The current battle for the Republican Presidential nomination is unique in several ways.
First, there is a deeply divided fractionated Republican party between ultra conservatives, tea party supporters and moderated. The challenge for whomever wins the nomination is to hold on to the conservatives’ support and attract moderates - not an easy task given the harshness of the campaign thus far. Second, and following the previous comments, the level of animosity between and among the candidates is higher than we have ever seen, and the personal and strident negative campaigning is weakening the eventual winner and providing the democratic nominee with ample material to attack the eventual nominee. Third, groups normally associated with the democratic party have taken out ads against republican contenders in several different primary states - that has not occurred in the past and may be setting a new standard for the future. Fourth, the President has also engaged in media attacks on the Republican candidates as the primaries are unfolding - again an unusual approach from a sitting President.
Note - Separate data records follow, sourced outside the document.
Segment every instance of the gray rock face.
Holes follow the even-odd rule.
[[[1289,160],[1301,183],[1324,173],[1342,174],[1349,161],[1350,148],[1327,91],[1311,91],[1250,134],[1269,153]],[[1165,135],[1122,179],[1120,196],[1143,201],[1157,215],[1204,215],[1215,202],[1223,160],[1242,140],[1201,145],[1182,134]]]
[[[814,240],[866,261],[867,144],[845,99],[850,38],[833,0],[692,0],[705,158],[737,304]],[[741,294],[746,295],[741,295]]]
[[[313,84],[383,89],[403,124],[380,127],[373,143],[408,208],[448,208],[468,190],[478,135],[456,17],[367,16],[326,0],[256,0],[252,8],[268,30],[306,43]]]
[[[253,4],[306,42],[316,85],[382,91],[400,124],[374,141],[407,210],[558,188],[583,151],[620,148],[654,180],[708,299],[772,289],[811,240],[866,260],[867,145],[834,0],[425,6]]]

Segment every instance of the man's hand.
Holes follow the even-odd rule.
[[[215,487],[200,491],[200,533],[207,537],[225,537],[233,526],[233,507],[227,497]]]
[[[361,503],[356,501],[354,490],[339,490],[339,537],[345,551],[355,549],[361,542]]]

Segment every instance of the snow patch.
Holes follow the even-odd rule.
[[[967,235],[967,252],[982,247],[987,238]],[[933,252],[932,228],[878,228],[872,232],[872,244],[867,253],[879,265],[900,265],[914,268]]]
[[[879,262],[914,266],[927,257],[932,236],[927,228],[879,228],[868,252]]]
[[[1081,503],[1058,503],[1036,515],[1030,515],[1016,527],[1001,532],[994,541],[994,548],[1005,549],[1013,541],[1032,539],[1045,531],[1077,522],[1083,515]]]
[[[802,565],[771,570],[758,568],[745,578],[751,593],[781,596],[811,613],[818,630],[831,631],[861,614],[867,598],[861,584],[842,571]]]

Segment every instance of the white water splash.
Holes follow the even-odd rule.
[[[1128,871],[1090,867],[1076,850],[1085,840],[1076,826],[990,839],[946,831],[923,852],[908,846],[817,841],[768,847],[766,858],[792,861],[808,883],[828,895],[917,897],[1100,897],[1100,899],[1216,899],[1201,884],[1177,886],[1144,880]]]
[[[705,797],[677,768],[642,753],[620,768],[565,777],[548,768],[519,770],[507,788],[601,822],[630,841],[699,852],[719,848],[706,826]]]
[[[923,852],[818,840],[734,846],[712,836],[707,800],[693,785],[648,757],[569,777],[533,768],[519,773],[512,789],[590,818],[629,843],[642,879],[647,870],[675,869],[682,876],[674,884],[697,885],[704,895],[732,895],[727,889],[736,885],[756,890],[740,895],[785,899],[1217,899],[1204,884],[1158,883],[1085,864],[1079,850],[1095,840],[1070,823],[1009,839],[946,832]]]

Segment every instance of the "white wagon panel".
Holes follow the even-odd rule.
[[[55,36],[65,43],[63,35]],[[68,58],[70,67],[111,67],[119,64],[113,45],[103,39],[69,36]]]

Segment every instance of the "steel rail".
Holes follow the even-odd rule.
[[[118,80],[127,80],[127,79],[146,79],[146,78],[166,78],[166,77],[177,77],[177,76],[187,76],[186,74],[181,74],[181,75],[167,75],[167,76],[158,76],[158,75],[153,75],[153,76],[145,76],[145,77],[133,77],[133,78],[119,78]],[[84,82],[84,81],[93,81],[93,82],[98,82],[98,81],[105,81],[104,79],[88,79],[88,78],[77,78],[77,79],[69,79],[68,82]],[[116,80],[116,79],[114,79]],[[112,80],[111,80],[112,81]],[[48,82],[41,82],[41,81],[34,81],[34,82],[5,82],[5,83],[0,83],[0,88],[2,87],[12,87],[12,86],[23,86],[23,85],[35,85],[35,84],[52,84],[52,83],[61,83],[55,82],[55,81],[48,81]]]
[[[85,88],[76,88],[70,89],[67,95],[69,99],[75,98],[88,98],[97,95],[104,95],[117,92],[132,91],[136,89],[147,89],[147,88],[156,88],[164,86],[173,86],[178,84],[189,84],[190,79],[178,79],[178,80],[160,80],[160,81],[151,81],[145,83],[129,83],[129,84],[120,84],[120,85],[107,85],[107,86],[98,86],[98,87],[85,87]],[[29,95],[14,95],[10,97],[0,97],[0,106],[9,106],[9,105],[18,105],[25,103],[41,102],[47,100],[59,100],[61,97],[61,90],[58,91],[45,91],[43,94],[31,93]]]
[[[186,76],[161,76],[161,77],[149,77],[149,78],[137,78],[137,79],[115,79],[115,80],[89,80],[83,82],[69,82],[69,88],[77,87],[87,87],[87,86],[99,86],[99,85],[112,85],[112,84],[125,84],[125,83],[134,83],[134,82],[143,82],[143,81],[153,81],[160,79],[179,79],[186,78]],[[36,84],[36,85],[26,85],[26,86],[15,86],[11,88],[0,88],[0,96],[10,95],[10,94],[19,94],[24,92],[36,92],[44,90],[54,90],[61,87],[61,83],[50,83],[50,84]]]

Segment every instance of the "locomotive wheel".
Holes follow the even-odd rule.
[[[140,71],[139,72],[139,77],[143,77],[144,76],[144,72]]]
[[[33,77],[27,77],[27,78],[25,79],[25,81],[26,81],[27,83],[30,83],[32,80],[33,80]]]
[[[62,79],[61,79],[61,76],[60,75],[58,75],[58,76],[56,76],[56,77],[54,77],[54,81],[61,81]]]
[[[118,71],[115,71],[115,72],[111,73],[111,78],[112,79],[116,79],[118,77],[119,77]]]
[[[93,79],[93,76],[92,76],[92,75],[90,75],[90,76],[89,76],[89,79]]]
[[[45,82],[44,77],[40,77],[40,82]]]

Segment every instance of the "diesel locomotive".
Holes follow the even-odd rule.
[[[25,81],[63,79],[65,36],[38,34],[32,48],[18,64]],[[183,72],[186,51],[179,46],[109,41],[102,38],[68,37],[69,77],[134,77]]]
The President is also in a weakened position - when initially running for the office he laid out a series of criteria that he should meet in order to be reelected and he has, objectively and with supporting data, not met his own articulated goals. The economy continues to stumble along and health care is currently being challenged in the Supreme Court.
The final ‘wildcard’ in this election is the amount of SuperPacs and their ability to spend unlimited sums. The President, after noting he would not use these organisations, has now changed his mind and is pursuing this type of support.